You say tomato I say Heinz.

Catsup - Ketchup

BBQ - Bar-B-Que - Barbecue

Just ask anyone from the Boston area to say “Put the dog in the car and get the keys from the drawer so I don’t have to climb on the roof.”

It will sound like

“Put da dawg in da kaw and get de keys from the draw so I don’t have ta climb on da rough.”


or you may find this interesting

clique |klēk; klik|

It is another one of those words that has TWO pronunciations in the dictionary and BOTH are correct.

Just like the word NUCLEAR

nuclear |ˈn(y)oōklēər; -kli(ə)r|


router: I never use rooter, always rowter. Thats probably because Ive spent over 30yrs working with woodworking routers(ow)

Clique: I`ve always used both pronunciations, and heard them used by others.
One of the online dictionaries also shows two adjectives : click and cleek
— cliqu·ey \ˈklē-kē, ˈkli-\ adjective
— cliqu·ish \ˈkli-kish\ adjective

English is my first language, but I do also speak French. So when talking in French I would say cli-ché with even accents on both, and when talking to Americans or Canadians I would say cli-CHÉ, and when talking to Brits I would say CLI-ché simply because I’ve lived there and I know that’s how they say it and I like to be intelligible. There were other differences between UK English pronunciation and Canadian that I noticed: for example, Canadians say WEEKend, like Americans, and the British tend to say weekEND.

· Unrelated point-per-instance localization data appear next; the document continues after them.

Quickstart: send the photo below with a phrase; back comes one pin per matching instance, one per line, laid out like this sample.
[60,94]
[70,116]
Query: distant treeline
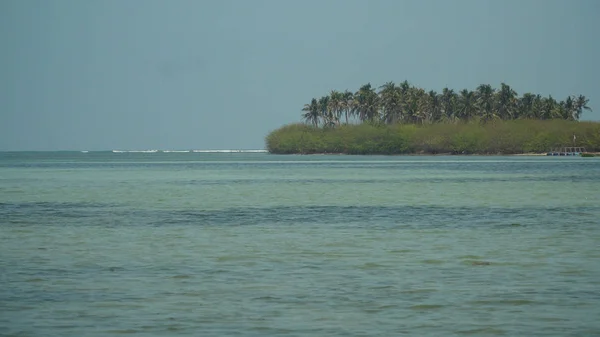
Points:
[499,137]
[403,119]
[404,103]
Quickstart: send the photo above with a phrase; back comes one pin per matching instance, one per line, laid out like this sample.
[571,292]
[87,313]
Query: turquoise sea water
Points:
[252,244]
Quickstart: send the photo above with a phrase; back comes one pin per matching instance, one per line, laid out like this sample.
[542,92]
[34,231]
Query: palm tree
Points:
[580,105]
[466,104]
[525,106]
[548,107]
[325,112]
[367,103]
[506,102]
[391,103]
[335,106]
[434,112]
[348,104]
[313,112]
[485,102]
[447,101]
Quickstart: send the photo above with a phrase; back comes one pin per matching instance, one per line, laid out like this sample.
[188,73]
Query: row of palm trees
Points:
[404,103]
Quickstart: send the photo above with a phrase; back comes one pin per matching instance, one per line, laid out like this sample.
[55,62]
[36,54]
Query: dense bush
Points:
[498,137]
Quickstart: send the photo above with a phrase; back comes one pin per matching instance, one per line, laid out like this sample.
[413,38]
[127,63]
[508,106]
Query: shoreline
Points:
[533,154]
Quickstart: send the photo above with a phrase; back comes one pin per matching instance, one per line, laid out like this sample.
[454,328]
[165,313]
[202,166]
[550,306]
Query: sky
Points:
[222,74]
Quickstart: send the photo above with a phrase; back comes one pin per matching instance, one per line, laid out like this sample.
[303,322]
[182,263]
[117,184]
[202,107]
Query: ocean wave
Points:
[230,151]
[135,151]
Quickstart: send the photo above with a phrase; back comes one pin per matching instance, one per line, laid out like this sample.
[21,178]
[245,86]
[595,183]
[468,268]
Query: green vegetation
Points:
[501,137]
[402,119]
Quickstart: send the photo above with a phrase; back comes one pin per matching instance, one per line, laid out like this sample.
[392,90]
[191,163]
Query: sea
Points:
[237,243]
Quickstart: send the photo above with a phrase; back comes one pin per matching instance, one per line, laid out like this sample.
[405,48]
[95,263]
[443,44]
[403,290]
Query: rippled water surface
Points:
[204,244]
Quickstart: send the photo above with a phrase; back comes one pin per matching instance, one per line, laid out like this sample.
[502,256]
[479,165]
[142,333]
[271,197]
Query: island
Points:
[405,119]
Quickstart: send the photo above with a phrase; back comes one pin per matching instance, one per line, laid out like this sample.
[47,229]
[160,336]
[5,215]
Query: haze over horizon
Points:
[154,74]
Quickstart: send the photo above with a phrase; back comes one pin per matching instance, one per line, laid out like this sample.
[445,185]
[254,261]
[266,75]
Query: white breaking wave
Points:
[187,151]
[230,151]
[135,151]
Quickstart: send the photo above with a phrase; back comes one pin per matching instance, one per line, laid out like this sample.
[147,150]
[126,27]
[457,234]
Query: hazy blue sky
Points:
[220,74]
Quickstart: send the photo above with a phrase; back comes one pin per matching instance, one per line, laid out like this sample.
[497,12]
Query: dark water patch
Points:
[500,302]
[433,261]
[482,331]
[388,180]
[376,217]
[426,307]
[182,277]
[123,331]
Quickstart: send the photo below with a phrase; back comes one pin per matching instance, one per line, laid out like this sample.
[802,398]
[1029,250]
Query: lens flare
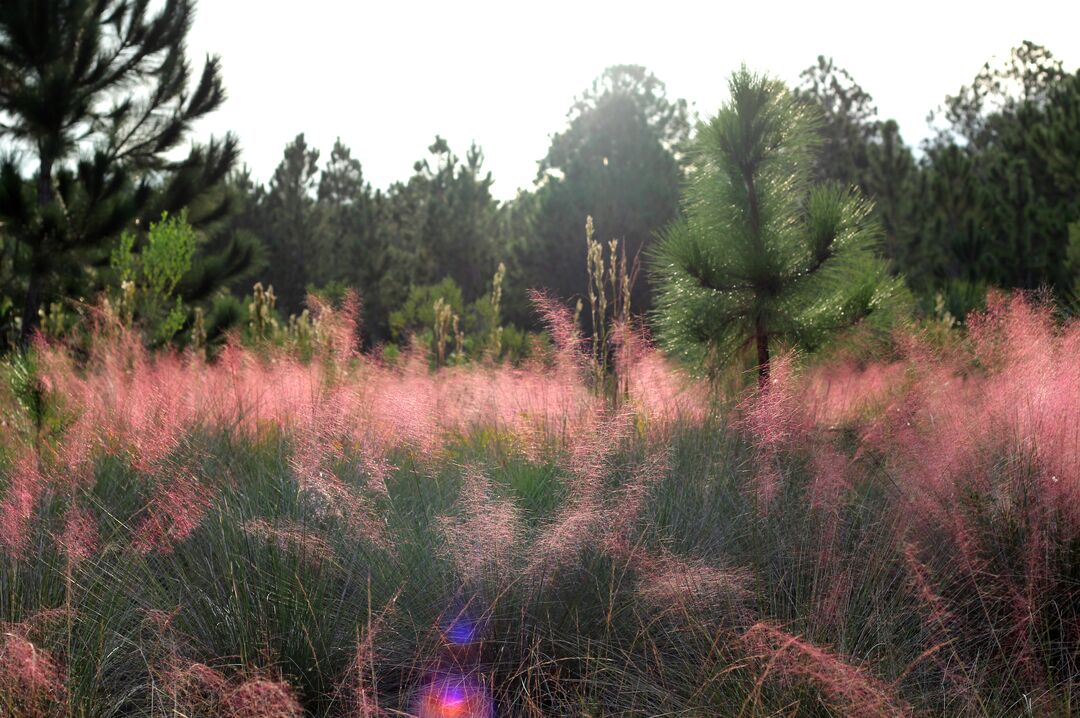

Funnily enough the British differences almost never seemed incorrect to me, simply different. So when I was there I would alter my stress patterns accordingly unless I was talking to someone from North America or elsewhere in the world, just for the sake of easier communication. Yet here in the US I am highly resistant to the idea of some changes - I don’t care if nobody understands me because of my refusal to say nitch, because it’s just bloody wrong. :laughing: Changes in inflection are one thing, but I have less tolerance for pronunciation shifts. Although in my defence, having knowledge of French is probably why the American reworking of loan words (clique as click, niche as nitch, etc.) strikes me as so dramatically odd.

On a final note, if there’s one language in which stress patterns are truly odd, it’s Russian. I am learning it now and there is virtually no way to predict from the spelling of a word where the stress will fall. My partner is Russian, so I have an on-demand pronunciation coach…but it still makes me miss the days of learning languages with predictable (and therefore “boring”, as I am told) stress patterns.

There’s yer problem. Most of us here don’t care.